The company plans to strengthen its presence in markets outside the United States, particularly in South Korea, Singapore, and the Middle East.
Why It Matters: Despite opening at the IPO price of $13, Pony AI shares closed their first trading day at $12.00, down 7.69%. The stock showed signs of recovery in after-hours trading, climbing 2.75% to $12.33.
Pony AI, which debuted on the Nasdaq amid U.S.-China tensions, globally competes with leaders like Tesla Inc. TSLA, Waymo part of Alphabet Inc. GOOGL GOOG, and General Motors Co. GM-backed Cruise in the autonomous driving space.

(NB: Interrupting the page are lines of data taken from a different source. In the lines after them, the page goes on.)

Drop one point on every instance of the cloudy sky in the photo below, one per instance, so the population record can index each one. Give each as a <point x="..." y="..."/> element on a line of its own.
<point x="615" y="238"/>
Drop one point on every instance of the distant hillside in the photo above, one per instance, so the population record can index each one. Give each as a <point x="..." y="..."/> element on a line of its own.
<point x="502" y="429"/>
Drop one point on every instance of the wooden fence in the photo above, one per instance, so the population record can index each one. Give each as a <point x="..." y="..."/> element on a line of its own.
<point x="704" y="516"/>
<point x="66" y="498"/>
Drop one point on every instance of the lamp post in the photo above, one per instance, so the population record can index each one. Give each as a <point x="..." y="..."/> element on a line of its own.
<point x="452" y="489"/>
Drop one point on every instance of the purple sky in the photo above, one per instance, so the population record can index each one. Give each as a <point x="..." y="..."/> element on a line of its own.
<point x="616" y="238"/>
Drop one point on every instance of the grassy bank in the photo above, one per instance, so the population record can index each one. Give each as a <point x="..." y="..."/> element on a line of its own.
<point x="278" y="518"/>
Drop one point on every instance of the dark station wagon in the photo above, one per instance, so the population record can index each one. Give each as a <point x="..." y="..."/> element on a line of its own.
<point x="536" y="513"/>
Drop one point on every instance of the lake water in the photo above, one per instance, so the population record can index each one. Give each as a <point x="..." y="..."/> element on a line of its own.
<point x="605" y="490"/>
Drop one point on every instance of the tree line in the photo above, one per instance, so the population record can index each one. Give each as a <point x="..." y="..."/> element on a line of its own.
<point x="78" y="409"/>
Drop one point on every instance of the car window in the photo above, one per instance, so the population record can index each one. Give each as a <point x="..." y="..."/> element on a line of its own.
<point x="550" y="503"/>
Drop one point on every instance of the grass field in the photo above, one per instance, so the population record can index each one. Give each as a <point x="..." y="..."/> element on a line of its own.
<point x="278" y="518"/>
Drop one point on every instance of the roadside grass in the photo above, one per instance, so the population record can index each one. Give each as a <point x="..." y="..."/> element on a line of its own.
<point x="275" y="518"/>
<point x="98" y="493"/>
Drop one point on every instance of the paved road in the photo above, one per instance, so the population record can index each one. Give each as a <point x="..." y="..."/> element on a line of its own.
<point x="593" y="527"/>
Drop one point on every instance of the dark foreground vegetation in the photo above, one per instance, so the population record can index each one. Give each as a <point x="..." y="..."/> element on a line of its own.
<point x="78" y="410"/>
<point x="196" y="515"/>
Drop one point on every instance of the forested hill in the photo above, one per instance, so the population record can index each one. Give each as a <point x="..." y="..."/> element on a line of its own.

Tesla is advancing its robotaxi ambitions with its FSD fleet, while Waymo operates commercial services in Phoenix and San Francisco, with plans for Los Angeles. Cruise is scaling urban operations, and players like Amazon.com Inc.‘s AMZN Zoox and Aurora Innovation AUR target niche solutions.
With over 250 robotaxis and 190 robotrucks in China, Pony AI seeks to reduce reliance on single markets, focusing on South Korea, Singapore, and the Middle East to diversify and counter geopolitical risks.
Goldman Sachs, Merrill Lynch, and Deutsche Bank are serving as lead underwriters for the IPO, which is scheduled to close on Friday.